The need to change partners in a Limited Liability Partnership (LLP) can arise after its online registration and incorporation for various reasons.
Here are some primary reasons for changes in LLP partners or their designations after incorporation and LLP registration in India:
- Requirement to invest capital in the LLP.
- Change in responsibilities or engagements of the partner(s).
- Inability of a partner to perform according to the expectations outlined in the LLP Agreement or by the partners.
- Change in the terms of the agreement between the partners and the LLP.
- Resignation and retirement of a partner.
- Requirement to appoint expertise in a specific operational area of the LLP.
Besides these reasons, numerous other factors can necessitate the addition or removal of partners or a change in their designations after LLP registration.
This article provides a step-by-step guide on how to effect changes in partners or their designations within a Limited Liability Partnership.
Difference Between Change of Partners and Change in Designation:
The term “change in Partners” encompasses the addition, appointment, resignation, or removal of a partner in the LLP. In contrast, “change in designation” refers to a change in a partner’s official position or title within the LLP, without involving the addition or removal of any partners.
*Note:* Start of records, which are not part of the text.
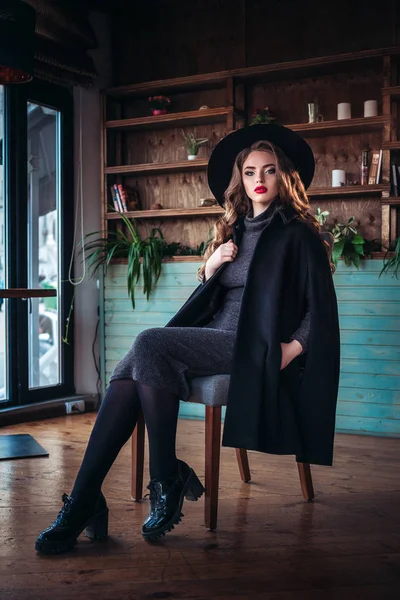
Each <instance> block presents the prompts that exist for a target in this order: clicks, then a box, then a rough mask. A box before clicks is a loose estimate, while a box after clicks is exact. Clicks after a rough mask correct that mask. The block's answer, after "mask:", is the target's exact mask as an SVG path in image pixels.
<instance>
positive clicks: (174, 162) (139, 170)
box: [104, 158, 208, 175]
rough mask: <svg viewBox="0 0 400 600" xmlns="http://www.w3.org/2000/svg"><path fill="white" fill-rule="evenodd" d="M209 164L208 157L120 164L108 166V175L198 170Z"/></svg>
mask: <svg viewBox="0 0 400 600" xmlns="http://www.w3.org/2000/svg"><path fill="white" fill-rule="evenodd" d="M207 165H208V159H207V158H196V159H195V160H182V161H177V162H174V163H149V164H142V165H120V166H118V167H106V168H105V169H104V171H105V173H107V175H123V174H125V175H127V174H129V173H136V174H139V173H173V172H177V171H197V170H198V169H205V168H207Z"/></svg>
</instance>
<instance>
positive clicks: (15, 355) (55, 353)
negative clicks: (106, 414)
mask: <svg viewBox="0 0 400 600" xmlns="http://www.w3.org/2000/svg"><path fill="white" fill-rule="evenodd" d="M72 127H73V121H72V95H71V92H70V91H69V90H67V89H60V88H58V87H57V86H53V85H50V84H45V83H34V84H24V85H21V86H9V87H7V88H4V89H3V88H2V89H1V96H0V138H1V148H2V159H1V164H0V285H1V286H3V287H6V288H15V287H18V288H28V289H41V288H42V289H44V290H47V289H55V290H56V294H57V295H56V297H51V298H46V297H39V298H32V300H27V301H25V300H21V299H13V300H4V301H3V302H2V303H1V304H2V305H1V306H0V402H2V406H5V405H6V404H10V405H17V404H28V403H30V402H34V401H44V400H49V399H53V398H57V397H61V396H65V395H67V394H71V393H73V392H74V386H73V346H72V344H70V345H66V344H64V343H63V342H62V337H63V333H64V330H65V320H66V319H65V315H66V314H68V310H69V305H70V302H71V294H72V290H71V286H69V284H68V283H66V282H67V279H68V275H67V270H68V262H69V258H70V255H71V245H72V233H73V229H72V223H73V156H72V152H73V145H72ZM0 302H1V300H0Z"/></svg>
The partners in an LLP are classified as Designated Partners and other regular partners. Therefore, the procedure to change a designation includes:
- Appointing a Partner as a Designated Partner.
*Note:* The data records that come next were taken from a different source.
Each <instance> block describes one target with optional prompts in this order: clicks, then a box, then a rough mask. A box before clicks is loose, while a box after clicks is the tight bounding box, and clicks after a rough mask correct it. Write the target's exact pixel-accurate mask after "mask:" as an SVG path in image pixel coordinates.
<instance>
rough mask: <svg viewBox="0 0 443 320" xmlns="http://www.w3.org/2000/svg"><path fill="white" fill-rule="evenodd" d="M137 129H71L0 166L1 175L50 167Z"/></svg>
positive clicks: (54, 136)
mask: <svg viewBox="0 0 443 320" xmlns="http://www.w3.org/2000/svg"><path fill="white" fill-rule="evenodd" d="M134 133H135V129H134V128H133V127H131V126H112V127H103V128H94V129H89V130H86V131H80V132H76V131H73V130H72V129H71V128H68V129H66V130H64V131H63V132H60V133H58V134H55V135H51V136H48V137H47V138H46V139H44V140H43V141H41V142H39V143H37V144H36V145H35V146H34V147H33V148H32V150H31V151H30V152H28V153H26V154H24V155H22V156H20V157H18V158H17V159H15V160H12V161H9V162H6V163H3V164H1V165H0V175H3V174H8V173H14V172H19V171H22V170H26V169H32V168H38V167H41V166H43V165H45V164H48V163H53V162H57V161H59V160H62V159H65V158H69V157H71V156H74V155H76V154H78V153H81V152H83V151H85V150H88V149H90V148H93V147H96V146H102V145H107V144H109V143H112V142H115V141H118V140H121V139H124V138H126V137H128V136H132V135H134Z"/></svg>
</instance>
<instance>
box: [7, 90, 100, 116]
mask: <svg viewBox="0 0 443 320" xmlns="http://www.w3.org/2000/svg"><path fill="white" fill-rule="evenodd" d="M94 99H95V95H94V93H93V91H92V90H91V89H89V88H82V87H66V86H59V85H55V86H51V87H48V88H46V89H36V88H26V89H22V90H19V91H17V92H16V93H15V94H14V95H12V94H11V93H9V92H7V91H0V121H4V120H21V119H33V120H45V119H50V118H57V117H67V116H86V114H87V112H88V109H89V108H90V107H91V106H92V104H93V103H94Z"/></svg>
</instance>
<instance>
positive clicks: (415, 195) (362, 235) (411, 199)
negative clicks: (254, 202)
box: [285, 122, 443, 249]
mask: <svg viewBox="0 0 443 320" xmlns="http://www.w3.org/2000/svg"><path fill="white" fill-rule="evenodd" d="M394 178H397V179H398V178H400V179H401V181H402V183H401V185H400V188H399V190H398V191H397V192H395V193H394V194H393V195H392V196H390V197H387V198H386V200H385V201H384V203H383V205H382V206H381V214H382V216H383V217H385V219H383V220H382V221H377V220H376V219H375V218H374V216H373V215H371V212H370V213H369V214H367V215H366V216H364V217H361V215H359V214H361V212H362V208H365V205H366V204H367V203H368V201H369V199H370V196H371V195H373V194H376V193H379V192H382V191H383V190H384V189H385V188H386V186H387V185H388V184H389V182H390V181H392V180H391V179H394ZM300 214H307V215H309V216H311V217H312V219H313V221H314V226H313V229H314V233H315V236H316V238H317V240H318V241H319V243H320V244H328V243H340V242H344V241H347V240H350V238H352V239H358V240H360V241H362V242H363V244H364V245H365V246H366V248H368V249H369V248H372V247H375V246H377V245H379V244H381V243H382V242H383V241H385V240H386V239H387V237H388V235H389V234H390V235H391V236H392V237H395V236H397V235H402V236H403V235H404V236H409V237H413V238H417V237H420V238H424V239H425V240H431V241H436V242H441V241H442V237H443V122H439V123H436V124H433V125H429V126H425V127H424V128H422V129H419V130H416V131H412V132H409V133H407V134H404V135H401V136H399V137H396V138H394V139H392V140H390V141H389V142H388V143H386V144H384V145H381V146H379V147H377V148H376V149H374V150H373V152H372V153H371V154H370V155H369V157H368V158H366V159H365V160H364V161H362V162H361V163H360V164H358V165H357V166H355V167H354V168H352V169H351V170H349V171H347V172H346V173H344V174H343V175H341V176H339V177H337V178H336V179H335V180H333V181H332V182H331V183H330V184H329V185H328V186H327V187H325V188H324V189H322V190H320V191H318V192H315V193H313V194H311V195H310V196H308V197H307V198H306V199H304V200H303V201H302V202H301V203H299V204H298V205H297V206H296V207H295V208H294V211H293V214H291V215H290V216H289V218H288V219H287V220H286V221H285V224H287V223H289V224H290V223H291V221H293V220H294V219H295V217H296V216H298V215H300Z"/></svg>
- Changing a Designated Partner to a regular Partner.
Both changes in partners and changes in designation follow a similar procedure with minor variations. The procedure to effect these changes is outlined below.
When applying for the addition of a Designated Partner or a change of designation from Partner to Designated Partner, the individual concerned must also obtain a DIN (Director Identification Number). If the person has already applied for and been allotted a DIN, the same number should be provided and noted for their addition to the LLP. In the case of the resignation of a Partner or Designated Partner, the individual must provide the LLP with a notice period of at least 30 days.
The process to effect the change involves the following steps:
- Pass a resolution to affect the change.
- Execute a Supplement Agreement.
- File an application for approval of the change.
1. Pass a resolution to affect the change:
To implement any changes in the Limited Liability Partnership, the partners must pass a resolution at a meeting of the partners, as required by the LLP Agreement of the concerned LLP. This resolution should authorize one of the existing Designated Partners to act on behalf of the LLP and its partners. Furthermore, the authorized partner(s) must possess a valid DSC (Digital Signature Certificate) to file the application with the Registrar.
2. Execute a Supplement Agreement:
A supplement deed to the LLP Agreement must be executed by all the partners of the LLP, including any partner being added or removed.
Care should be taken to ensure that the clauses, terms, and conditions related to the addition/removal of a partner, as outlined in the original LLP Agreement, are adhered to in the supplement.
Any additional requirements or clauses can also be inserted, altered, or removed through this Supplement Agreement.
Furthermore, the said supplement deed must be executed upon payment of the required Stamp Duty. The payable stamp duty will be determined based on the capital changed or introduced during the alteration.
If there is no addition of capital to the LLP during the change, the agreement is executed by paying a Stamp Duty of only Rs 100/-.
Please refer to another blog titled “When to change the LLP Agreement: Know reasons and procedure” for detailed information on the compliances and considerations during the execution of the Supplement Agreement.
3. File an Application for approval of change:
Once the Supplement Agreement for the change of partner or their respective designation is executed by the partners, an application must be filed with the Ministry of Corporate Affairs (MCA) to approve these changes. This application should be filed with the assistance of a practicing professional, such as a Company Secretary or a Chartered Accountant. The application is filed in the prescribed forms, which are LLP Form 3 and LLP Form 4.